We notice that the result for $a_n$ has the same functional form as the one obtained in the perfect information case. It follows that the spread will have the same functional form. Thus, we can directly write

\[ \begin{aligned} S_n &= a_n - b_n = \tilde{\pi} \theta_{n-1}(1-\theta_{n-1})\left(\frac{1}{\tilde{\pi}\theta_{n-1} + \frac{1-\tilde{\pi}}{2}}+\frac{1}{\tilde{\pi}(1-\theta_{n-1}) + \frac{1-\tilde{\pi}}{2}}\right)\left(V^H - V^L\right) \\ &= \left(2\rho-1\right)\pi \theta_{n-1}(1-\theta_{n-1})\left(\frac{1}{\left(2\rho-1\right)\pi\theta_{n-1} + \frac{1-\left(2\rho-1\right)\pi}{2}}+\frac{1}{\left(2\rho-1\right)\pi(1-\theta_{n-1}) + \frac{1-\left(2\rho-1\right)\pi}{2}}\right)\left(V^H - V^L\right). \end{aligned} \]

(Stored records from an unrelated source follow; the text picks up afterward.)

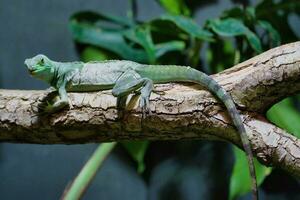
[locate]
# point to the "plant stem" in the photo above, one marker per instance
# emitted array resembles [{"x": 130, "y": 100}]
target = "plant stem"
[{"x": 88, "y": 172}]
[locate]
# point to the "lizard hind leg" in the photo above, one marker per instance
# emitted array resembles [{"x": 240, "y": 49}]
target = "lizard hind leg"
[{"x": 130, "y": 82}]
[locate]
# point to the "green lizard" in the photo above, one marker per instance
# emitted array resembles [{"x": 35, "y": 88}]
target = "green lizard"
[{"x": 125, "y": 77}]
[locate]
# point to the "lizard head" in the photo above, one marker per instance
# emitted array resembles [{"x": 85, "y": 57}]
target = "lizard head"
[{"x": 41, "y": 67}]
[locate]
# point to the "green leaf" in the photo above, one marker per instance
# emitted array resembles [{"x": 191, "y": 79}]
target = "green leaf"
[
  {"x": 137, "y": 150},
  {"x": 142, "y": 36},
  {"x": 166, "y": 47},
  {"x": 254, "y": 41},
  {"x": 110, "y": 40},
  {"x": 228, "y": 27},
  {"x": 273, "y": 33},
  {"x": 285, "y": 115},
  {"x": 240, "y": 182},
  {"x": 175, "y": 7},
  {"x": 92, "y": 54},
  {"x": 184, "y": 24},
  {"x": 232, "y": 27}
]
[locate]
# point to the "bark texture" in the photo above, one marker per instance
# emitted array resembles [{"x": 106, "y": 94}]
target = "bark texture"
[{"x": 178, "y": 111}]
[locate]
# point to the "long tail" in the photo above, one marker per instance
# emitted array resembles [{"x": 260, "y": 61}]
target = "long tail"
[{"x": 171, "y": 73}]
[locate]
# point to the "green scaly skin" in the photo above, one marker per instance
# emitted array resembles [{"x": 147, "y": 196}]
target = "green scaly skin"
[{"x": 125, "y": 77}]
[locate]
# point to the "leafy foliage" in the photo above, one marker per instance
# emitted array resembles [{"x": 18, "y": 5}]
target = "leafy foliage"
[{"x": 175, "y": 38}]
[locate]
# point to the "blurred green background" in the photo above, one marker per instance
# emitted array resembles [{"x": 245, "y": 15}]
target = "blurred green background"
[{"x": 208, "y": 35}]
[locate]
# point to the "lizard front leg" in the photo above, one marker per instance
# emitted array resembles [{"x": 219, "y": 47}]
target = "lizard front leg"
[
  {"x": 58, "y": 104},
  {"x": 129, "y": 82}
]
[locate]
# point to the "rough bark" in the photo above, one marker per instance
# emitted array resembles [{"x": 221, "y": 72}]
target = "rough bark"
[{"x": 179, "y": 111}]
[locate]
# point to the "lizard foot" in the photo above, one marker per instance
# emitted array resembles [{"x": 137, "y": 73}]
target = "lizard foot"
[{"x": 145, "y": 106}]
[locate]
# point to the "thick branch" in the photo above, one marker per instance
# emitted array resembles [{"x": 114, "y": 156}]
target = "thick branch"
[{"x": 178, "y": 112}]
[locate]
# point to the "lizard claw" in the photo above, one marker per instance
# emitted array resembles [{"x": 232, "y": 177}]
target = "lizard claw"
[{"x": 145, "y": 106}]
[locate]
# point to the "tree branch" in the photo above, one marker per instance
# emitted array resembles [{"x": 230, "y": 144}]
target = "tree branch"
[{"x": 179, "y": 111}]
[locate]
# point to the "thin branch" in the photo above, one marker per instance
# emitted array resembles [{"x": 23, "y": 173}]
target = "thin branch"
[{"x": 178, "y": 112}]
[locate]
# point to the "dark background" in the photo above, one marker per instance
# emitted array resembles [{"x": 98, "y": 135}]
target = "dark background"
[{"x": 42, "y": 171}]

The only difference with the standard case is the presence of the term $\left(2\rho-1\right)$. This term is another factor of uncertainty for the market maker. This new source of uncertainty increases with $\rho$, meaning that the better informed the informed trader is, the wider the market maker should quote the spread. As promised at the beginning, by setting $\rho=1$ we recover the perfectly informed case. Interestingly, for $\rho\rightarrow\frac{1}{2}$ we have $S_n\rightarrow0$. This shows that in the absence of better informed traders perfect competition between market makers would drive the spreads to $0$.